1 box spice cake mix
1 can of pumpkin puree
Preheat oven to 350. Lined a baking sheet with parchment paper. Put pumpkin and spice mix in a bowl and mix well until completely combined. Using a small cookie or ice cream scoop evenly on the lined baking sheet about 2 inched apart. Bake for 13-15 minutes. Remove from oven and try not to eat them all immediately. Or you could frost them with a yummy cream cheese frosting and sprinkle a little pumpkin spice on top.
Pumpkin Açai Bowls
Makes 1 bowl
Frozen Açai Packet (I get mine at Whole Foods or Trader Joe’s)
1/4 cup pumpkin puree
1 tbsp honey
Vanilla Greek Yogurt (if you are dairy-free don’t add yogurt)
TJ’s Pecan Praline Granola
1/2- 1 banana, sliced
coconut flakes (optional)
mini chocolate chips, optional
Prepare Açai based on package directions and add a 1/4 cup of pumpkin and a squeeze of honey and blend well. Layer açai in bottom of a bowl. Add vanilla greek yogurt (as much as you like). Top with Trader Joe’s Pumpkin Spice Granola. Add sliced bananas + sliced almonds + coconut flakes + chocolate chips. Top with a sprinkle of hemp seeds and a drizzle of honey.

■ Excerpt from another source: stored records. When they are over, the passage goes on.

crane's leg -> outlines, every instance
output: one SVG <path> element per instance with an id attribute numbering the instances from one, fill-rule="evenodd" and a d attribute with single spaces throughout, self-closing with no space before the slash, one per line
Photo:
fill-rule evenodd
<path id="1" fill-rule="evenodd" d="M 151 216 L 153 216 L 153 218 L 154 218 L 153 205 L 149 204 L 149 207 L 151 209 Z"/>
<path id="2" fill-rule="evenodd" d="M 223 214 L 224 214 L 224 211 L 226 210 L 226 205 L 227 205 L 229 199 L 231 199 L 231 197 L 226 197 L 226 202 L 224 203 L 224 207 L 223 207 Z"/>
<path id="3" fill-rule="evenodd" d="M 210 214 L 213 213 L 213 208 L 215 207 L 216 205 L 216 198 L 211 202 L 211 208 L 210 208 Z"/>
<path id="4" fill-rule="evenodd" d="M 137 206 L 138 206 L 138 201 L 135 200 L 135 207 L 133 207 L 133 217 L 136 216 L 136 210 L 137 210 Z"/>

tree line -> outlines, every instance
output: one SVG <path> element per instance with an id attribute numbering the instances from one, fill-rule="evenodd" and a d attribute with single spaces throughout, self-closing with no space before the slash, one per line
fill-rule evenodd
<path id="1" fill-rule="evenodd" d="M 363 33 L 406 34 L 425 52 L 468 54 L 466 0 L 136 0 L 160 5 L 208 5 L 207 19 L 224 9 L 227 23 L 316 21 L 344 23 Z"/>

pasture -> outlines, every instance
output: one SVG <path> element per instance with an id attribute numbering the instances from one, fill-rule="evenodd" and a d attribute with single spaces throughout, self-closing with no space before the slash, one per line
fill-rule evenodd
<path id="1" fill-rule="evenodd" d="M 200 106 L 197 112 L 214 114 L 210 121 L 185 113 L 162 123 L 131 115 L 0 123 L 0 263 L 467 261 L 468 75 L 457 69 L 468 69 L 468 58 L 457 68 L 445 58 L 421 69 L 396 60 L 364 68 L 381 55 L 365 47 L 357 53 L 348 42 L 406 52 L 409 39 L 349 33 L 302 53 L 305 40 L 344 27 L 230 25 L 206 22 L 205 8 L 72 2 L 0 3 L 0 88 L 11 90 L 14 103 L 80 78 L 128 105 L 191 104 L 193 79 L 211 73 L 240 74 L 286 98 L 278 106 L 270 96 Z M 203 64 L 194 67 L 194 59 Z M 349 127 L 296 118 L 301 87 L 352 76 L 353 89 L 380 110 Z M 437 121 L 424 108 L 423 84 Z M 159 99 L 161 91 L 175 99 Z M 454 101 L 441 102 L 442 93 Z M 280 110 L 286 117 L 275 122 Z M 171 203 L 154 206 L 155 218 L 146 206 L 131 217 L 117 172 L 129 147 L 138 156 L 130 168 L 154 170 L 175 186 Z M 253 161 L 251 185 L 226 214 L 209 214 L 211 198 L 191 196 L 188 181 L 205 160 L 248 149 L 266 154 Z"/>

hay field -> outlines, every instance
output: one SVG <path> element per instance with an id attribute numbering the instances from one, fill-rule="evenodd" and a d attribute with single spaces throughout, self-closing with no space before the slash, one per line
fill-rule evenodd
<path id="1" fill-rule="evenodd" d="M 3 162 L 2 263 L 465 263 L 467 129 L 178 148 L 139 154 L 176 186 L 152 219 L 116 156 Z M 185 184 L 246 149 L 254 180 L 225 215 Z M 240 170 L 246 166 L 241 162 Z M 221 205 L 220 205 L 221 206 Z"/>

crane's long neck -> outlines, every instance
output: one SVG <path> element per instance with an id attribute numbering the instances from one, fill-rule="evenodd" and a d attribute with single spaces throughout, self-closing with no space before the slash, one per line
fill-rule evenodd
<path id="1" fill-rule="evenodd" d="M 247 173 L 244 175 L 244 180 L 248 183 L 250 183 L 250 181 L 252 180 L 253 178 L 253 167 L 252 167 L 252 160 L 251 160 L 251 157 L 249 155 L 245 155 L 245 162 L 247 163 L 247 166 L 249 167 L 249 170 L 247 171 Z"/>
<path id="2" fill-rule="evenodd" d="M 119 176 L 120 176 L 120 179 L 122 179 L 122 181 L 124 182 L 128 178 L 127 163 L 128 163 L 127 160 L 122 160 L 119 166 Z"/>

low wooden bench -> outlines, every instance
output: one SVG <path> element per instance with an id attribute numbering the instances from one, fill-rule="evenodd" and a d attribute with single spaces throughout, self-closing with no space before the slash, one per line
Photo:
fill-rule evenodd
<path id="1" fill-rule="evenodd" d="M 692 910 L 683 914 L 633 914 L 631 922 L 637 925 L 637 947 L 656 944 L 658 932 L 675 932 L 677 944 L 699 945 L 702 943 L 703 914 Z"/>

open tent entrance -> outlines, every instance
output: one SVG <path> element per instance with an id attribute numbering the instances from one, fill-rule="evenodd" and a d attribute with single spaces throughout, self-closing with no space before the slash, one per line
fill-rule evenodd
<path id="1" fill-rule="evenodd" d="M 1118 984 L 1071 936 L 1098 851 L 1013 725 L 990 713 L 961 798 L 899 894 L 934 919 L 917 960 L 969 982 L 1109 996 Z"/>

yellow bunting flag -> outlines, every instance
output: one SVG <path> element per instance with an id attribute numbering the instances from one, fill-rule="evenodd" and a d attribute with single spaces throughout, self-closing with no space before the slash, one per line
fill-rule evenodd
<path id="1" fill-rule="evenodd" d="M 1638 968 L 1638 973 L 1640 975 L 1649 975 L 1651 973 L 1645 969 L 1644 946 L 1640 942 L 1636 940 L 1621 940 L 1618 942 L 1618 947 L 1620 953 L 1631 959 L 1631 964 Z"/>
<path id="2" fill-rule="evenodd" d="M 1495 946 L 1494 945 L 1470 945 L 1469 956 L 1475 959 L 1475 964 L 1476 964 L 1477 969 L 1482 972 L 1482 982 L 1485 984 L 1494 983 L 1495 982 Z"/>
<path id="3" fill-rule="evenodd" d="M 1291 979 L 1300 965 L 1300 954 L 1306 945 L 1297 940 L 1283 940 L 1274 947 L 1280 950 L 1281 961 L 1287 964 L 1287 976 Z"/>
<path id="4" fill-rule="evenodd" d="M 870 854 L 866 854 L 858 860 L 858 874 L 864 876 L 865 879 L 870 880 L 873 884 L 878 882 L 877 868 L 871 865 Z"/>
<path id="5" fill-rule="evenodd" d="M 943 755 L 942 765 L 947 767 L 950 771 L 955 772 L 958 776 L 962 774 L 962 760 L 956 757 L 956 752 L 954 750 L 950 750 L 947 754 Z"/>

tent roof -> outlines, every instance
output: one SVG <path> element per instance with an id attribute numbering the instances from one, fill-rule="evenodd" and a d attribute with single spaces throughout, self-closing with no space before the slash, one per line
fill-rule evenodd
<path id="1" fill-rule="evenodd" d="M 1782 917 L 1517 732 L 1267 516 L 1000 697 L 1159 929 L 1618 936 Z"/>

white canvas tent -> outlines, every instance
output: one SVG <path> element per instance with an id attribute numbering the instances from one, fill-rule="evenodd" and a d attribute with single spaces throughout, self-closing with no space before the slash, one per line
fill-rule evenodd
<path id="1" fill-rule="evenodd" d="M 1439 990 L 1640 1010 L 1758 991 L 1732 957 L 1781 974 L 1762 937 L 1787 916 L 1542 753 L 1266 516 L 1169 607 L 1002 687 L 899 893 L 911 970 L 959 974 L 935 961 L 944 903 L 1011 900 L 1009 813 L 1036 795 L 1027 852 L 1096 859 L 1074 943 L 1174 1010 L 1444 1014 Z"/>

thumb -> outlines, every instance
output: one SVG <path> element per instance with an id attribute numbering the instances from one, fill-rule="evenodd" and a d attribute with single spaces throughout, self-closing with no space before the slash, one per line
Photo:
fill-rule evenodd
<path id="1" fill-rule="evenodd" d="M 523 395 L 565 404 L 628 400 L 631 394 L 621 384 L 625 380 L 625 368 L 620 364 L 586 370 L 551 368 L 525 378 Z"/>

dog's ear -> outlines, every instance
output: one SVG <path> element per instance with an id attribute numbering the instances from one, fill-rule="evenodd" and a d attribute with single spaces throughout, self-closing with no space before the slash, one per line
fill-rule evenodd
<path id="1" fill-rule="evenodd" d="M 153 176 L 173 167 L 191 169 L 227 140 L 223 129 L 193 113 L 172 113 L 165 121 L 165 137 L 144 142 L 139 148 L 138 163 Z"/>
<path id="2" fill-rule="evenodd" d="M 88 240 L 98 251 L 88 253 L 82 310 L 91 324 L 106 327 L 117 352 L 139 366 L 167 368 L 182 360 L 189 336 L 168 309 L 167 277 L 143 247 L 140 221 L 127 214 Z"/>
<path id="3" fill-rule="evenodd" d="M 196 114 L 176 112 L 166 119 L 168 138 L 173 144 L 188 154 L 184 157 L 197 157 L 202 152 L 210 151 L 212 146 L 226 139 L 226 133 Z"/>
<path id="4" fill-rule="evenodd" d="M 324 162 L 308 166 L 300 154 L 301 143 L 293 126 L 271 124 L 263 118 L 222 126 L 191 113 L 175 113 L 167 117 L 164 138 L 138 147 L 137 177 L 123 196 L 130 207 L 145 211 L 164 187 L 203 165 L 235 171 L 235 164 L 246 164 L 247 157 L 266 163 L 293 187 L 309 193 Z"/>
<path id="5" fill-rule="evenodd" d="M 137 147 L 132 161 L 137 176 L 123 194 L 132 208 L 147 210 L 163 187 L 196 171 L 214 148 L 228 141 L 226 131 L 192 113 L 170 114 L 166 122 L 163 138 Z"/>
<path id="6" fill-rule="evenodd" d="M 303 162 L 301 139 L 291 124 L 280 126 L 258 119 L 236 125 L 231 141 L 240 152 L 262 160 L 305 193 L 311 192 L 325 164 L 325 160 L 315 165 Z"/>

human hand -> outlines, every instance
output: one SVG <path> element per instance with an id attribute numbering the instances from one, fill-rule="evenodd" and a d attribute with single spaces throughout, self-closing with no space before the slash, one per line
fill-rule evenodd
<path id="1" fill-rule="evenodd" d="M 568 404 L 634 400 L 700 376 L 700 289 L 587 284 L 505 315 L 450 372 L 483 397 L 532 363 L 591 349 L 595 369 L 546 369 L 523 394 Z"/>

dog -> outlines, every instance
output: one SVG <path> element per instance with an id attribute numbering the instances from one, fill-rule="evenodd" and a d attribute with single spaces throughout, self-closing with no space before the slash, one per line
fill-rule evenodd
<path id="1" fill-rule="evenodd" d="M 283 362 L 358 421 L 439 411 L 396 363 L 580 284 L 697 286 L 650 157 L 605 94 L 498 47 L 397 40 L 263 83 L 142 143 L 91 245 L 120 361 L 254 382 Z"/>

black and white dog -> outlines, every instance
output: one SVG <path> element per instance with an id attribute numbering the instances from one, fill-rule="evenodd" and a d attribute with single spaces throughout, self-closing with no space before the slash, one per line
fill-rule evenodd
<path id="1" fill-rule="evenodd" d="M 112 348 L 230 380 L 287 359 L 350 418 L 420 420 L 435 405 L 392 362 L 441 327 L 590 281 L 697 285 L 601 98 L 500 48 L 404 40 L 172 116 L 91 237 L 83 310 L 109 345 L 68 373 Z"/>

Labor Day weekend, we headed up to the North Carolina mountains near Asheville to do some apple picking. It was super hot but we had a blast picking apples, eating hot apple cider doughnuts and just spending some good quality fun together. When we got home, we had enough apples to make 20 pies. Sadly, I only made one but it was delicious!
Crust (make 2 of these)
1 3/4 cup all-purpose flour
1 tsp sugar
1 1/2 sticks butter, cold and cubed
1/4 cup + 2 tbsp ice water (aprox)
7-8 small Honeycrisp apples (or 3-4 large), peeled, cored and sliced
1 stick butter
3 tbsp flour
1/4 cup water
1/2 cup brown sugar
1/2 cup white sugar
1 tbsp pumpkin pie spice
1 1/2 tsp pure vanilla extract
Preheat oven to 425. Prepare apples and place them in a large bowl to the side. in large skillet, melt butter over medium heat sting continuously until a paste forms. Add water, sugars, vanilla, pumpkin pie spice and continue to mix well. Turn heat up a bit so that it comes to a boil for 1 minute. Cut heat off and pour all but 1/3 a cup of the sauce over apple. Reserve that 1/3 cup. Mix well so apples are evenly coated. Pour apples over prepared pie shell. top with your crust strips in a lattice design and brush remaining sauce over crust. Cover loosely with foil sprayed with cooking spray. Bake at 425 for 10-12 minutes, then cut the oven down to 350 and cook for additional 50 mins. When there are 10 minutes remaining remove foil so that the crust get a little brown and beautiful!
Let cool and slice it up to serve with vanilla or salted caramel ice cream.